Vous avez signé un compromis de vente sous la contrainte, pouvez-vous faire marche arrière ?

Pour la validité d’un contrat, le consentement de ses signataires ne doit pas être vicié. Si vous avez été contraint de signer un compromis de vente, sachez que celui-ci peut être annulé.

Vous avez signé un compromis de vente sous la contrainte, pouvez-vous faire marche arrière ?

Sommaire

Vente immobilière : contrainte et violence sont des vices de consentement

L'erreur, le dol et la violence vicient le consentement lorsqu'ils sont de telle nature que, sans eux, l'une des parties au contrat ne l’aurait pas signé ou l’aurait signé à des conditions différentes. Le code civil rappelle qu’il y a violence lorsqu'une partie s'engage sous la pression d'une contrainte qui lui inspire la crainte d'exposer sa personne, sa fortune ou celles de ses proches à un mal considérable. Il y a également violence lorsqu'une partie, abusant de l'état de dépendance dans lequel se trouve son cocontractant, obtient de lui un engagement qu'il n'aurait pas souscrit en l'absence d'une telle contrainte et en tire un avantage manifestement excessif. À titre d’exemple, la Cour de cassation a donné raison à un notaire qui a refusé de réitérer un acte authentique de vente en raison de la contrainte exercée par les acquéreurs sur le vendeur malade et incapable de s’exprimer.

Bon à savoir

La violence peut donc être physique ou morale, dès lors qu’il est question par exemple, d’une atteinte à l’intégrité physique de l’une des parties au contrat ou encore lorsqu’une des parties est en position de faiblesse et l’autre en position de force.

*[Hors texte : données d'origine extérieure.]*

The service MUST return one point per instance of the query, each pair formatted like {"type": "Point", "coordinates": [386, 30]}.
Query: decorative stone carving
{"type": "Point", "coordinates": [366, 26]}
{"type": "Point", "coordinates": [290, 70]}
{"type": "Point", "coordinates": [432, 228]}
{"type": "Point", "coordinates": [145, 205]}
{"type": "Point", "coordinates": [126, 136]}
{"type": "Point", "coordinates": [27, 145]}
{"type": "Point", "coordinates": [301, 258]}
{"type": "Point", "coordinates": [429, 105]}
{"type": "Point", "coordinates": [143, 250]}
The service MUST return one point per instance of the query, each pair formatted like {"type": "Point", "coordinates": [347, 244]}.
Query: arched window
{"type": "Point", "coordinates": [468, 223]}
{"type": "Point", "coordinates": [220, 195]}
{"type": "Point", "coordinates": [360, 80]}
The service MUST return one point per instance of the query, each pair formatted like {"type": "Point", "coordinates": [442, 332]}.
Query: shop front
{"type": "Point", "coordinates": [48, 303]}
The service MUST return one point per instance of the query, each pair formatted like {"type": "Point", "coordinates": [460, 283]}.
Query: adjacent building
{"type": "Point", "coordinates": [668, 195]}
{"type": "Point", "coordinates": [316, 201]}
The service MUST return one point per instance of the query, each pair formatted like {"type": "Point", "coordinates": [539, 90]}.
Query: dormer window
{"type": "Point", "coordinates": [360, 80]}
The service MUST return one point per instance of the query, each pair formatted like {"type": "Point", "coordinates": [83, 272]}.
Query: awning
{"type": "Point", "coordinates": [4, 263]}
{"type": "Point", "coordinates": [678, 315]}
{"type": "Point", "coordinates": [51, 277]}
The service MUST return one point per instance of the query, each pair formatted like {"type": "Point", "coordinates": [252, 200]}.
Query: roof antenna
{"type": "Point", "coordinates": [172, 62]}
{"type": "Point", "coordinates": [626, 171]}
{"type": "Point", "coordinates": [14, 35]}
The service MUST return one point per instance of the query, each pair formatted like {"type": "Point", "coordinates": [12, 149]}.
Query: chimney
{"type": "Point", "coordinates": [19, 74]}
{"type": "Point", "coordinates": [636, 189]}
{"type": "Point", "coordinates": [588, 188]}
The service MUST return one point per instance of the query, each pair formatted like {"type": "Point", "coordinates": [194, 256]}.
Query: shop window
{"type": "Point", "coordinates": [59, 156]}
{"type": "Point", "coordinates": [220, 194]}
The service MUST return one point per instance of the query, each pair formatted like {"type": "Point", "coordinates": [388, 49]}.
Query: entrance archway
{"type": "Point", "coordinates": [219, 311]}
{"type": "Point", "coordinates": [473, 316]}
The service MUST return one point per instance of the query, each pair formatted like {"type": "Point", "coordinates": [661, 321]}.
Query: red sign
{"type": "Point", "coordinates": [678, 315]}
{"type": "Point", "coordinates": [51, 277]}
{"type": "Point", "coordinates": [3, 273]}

Vous avez signé un compromis sous contrainte, demandez la nullité

La violence, physique ou morale, peut être une cause de nullité d’un contrat, qu’elle ait été exercée par une partie ou par un tiers au contrat. Les exemples issus de la jurisprudence sont nombreux à ce sujet :

  • La cour d’appel de Montpellier a décidé de la nullité du compromis de vente signé entre ex-concubins. Il apparaissait en l’espèce que l’ex-concubine venderesse vivait dans un état permanent de violence à la fois physique et psychologique, exercée par son ex-concubin, acquéreur. Il ressort que l’acquéreur a exercé une forte contrainte sur la venderesse et le compromis de vente peut donc être annulé.
  • La Cour de cassation rappelle également que la nullité du compromis peut être encourue en cas de violences psychologiques. Dans un cas précis, un candidat acquéreur se comportait comme le propriétaire du terrain avant même la signature de la promesse, avait proliféré des menaces à l’encontre du vendeur, et déposé plainte contre lui pour escroquerie, sans fondement. Le vendeur avait dû suivre, par la suite, un traitement médical antidépresseur.